In the case of digital health and wellness products, it is suggested that innovators could also consider selling directly to patients, as well as individual hospitals and GP practices, which is an interesting proposal – it may help developers turn a profit, but could also take up NHS time as users bring findings to their GPs, appropriately or otherwise.
Altogether, the guide suggests that the process of national reimbursement and commissioning for a new product should take 6 months - 2 years, and local commissioning and adoption ‘2+ years’. There is no distinction made between adoption in one or more locations, and widespread equitable patient access from every location. Of course, with the move towards local commissioning, ensuring effective national availability of an innovation is difficult, but patient access does mean at least theoretical accessibility irrespective of where they are in the country.

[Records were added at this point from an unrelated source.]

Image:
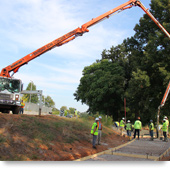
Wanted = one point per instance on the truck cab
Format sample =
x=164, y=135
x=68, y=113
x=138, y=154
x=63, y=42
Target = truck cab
x=10, y=95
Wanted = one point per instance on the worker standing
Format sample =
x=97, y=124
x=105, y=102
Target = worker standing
x=167, y=122
x=99, y=123
x=122, y=125
x=128, y=129
x=94, y=132
x=75, y=113
x=164, y=129
x=22, y=107
x=137, y=127
x=151, y=129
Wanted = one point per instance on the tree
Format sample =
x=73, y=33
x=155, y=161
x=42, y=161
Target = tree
x=33, y=98
x=71, y=110
x=49, y=102
x=101, y=87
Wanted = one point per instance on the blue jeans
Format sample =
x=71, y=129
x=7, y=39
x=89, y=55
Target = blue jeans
x=94, y=140
x=21, y=110
x=129, y=132
x=151, y=133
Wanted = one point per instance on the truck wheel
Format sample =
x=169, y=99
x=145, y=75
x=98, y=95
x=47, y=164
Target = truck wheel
x=16, y=110
x=6, y=111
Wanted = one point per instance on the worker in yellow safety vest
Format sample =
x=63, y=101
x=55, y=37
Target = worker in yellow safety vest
x=164, y=129
x=167, y=122
x=75, y=113
x=22, y=107
x=137, y=127
x=129, y=129
x=122, y=125
x=151, y=129
x=94, y=132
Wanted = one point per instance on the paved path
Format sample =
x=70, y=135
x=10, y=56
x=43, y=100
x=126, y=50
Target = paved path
x=138, y=150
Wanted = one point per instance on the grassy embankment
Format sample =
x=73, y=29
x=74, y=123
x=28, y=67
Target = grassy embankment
x=24, y=137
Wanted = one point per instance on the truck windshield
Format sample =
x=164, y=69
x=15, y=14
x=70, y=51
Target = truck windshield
x=12, y=85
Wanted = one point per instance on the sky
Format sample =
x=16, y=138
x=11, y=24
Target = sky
x=28, y=25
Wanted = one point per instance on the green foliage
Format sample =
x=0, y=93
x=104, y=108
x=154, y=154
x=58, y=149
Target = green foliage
x=138, y=69
x=2, y=139
x=49, y=102
x=101, y=87
x=33, y=98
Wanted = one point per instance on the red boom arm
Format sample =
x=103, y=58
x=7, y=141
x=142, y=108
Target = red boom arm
x=73, y=34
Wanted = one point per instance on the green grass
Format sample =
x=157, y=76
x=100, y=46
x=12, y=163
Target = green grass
x=2, y=139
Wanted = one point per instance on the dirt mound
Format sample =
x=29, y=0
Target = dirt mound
x=50, y=138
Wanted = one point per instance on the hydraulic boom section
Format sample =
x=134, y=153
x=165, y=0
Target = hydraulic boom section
x=75, y=33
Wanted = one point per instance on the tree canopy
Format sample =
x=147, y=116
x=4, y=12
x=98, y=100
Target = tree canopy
x=138, y=69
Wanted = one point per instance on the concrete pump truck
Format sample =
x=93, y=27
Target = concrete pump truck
x=10, y=88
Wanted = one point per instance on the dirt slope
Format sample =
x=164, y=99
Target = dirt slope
x=50, y=138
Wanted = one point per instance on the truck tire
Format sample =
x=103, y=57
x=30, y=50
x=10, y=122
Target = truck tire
x=15, y=110
x=6, y=111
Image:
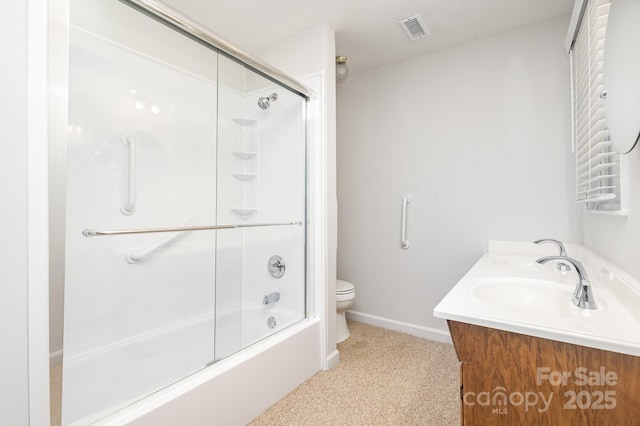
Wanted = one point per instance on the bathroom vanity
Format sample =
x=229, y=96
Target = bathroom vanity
x=529, y=355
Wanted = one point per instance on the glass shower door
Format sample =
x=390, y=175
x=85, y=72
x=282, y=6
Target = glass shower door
x=260, y=274
x=138, y=311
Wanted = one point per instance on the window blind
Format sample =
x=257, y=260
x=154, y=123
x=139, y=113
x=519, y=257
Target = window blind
x=597, y=165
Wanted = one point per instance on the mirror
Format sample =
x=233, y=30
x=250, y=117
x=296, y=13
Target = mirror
x=622, y=74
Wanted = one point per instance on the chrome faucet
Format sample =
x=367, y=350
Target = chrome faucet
x=271, y=298
x=582, y=296
x=560, y=265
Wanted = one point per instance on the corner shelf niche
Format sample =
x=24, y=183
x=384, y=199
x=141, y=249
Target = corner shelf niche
x=248, y=170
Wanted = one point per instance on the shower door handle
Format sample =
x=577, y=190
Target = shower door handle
x=130, y=199
x=404, y=243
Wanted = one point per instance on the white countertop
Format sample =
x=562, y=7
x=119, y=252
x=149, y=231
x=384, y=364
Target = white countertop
x=507, y=290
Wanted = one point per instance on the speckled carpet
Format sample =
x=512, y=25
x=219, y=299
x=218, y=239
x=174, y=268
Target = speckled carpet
x=383, y=378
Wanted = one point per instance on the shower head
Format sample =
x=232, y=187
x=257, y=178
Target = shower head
x=265, y=102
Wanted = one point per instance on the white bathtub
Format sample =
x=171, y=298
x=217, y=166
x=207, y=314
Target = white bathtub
x=264, y=371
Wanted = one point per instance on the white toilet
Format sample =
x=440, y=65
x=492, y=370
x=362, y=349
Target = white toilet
x=345, y=296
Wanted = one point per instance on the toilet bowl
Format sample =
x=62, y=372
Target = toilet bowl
x=345, y=296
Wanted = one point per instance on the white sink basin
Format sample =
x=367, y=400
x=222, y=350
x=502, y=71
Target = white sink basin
x=518, y=294
x=510, y=291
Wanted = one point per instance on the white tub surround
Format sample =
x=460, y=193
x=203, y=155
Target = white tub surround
x=507, y=290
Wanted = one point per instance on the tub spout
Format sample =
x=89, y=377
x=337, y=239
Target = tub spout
x=270, y=298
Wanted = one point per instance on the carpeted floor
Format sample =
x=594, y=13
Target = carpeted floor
x=383, y=378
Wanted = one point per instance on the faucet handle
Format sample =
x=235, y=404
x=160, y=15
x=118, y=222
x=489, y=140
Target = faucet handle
x=583, y=295
x=560, y=265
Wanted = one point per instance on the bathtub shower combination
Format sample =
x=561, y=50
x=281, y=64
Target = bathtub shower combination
x=186, y=207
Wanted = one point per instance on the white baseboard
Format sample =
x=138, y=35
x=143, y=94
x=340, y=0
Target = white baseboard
x=403, y=327
x=333, y=359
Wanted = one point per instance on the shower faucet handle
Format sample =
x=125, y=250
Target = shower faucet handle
x=276, y=266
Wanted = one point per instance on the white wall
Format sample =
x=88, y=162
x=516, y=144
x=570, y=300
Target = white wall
x=303, y=55
x=617, y=237
x=479, y=136
x=13, y=244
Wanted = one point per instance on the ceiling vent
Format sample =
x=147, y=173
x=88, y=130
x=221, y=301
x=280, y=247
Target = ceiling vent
x=414, y=27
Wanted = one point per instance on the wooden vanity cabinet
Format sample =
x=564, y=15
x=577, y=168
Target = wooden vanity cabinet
x=514, y=379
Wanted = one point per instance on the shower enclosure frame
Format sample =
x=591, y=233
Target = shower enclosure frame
x=320, y=218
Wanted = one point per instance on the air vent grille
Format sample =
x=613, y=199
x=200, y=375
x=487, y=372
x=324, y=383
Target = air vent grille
x=414, y=27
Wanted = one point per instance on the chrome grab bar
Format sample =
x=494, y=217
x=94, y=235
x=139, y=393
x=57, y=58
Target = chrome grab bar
x=404, y=243
x=101, y=233
x=130, y=199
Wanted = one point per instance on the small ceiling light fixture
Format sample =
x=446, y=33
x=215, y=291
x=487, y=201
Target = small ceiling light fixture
x=342, y=70
x=414, y=27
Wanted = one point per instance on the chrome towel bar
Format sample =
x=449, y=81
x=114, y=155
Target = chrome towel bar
x=404, y=243
x=101, y=233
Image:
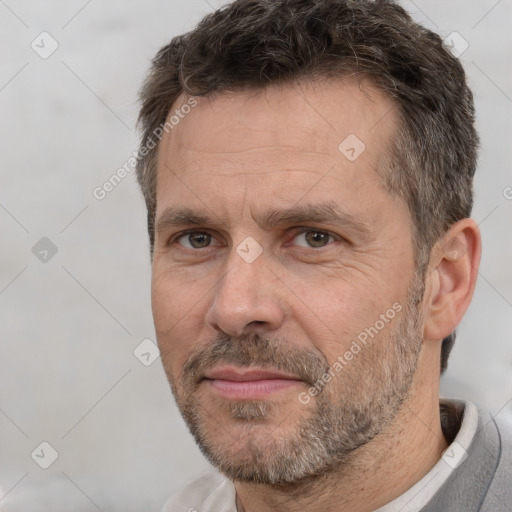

The limitations of AHSNs as drivers of NHS uptake
Innovators are urged to turn to NHS vanguards, test beds and Academic Health Science Networks (AHSNs) for assistance with commissioning and adoption. AHSNs were of course pushed as the crucial mediator in accelerated adoption of innovations in the NHS in the preliminary version of the AAR, and this seems likely to continue. AHS centres and networks are great initiatives, and most do genuinely good work in developing and piloting medical innovations with academic clinicians who have appropriate incentives to assist – typically supporting their own research efforts (including securing funding) and making new products available to their own patients. There are rather fewer incentives for them to assist with efforts to push an innovation into practice elsewhere, however.
The need for (more) speed
It seems as though the PHG Foundation recommendations to the AAR – to distinguish between development and trial of innovative new products and services (typically involving specialist NHS clinicians), and the NHS-wide implementation of innovative products and services of proven value (by all front-line health professionals) – have probably fallen on deaf ears. This may be because we called for dedicated funding to support this second stage of clinical implementation, but it is in the interests of both innovators and patients to ensure that this takes place, and the sooner the better. There is also the question of support for adoption of innovations that could benefit patients or save the NHS money, but which are not clearly defined, commercially developed ‘products’.
As Foundation Director Dr Hilary Burton has already said: “We want to see the government give health professionals and commissioners the resources, time and incentives to support the national implementation of innovations via collaborative, strategic policy development. Let’s not waste the brilliance behind great British science by failing to harness it for the NHS”.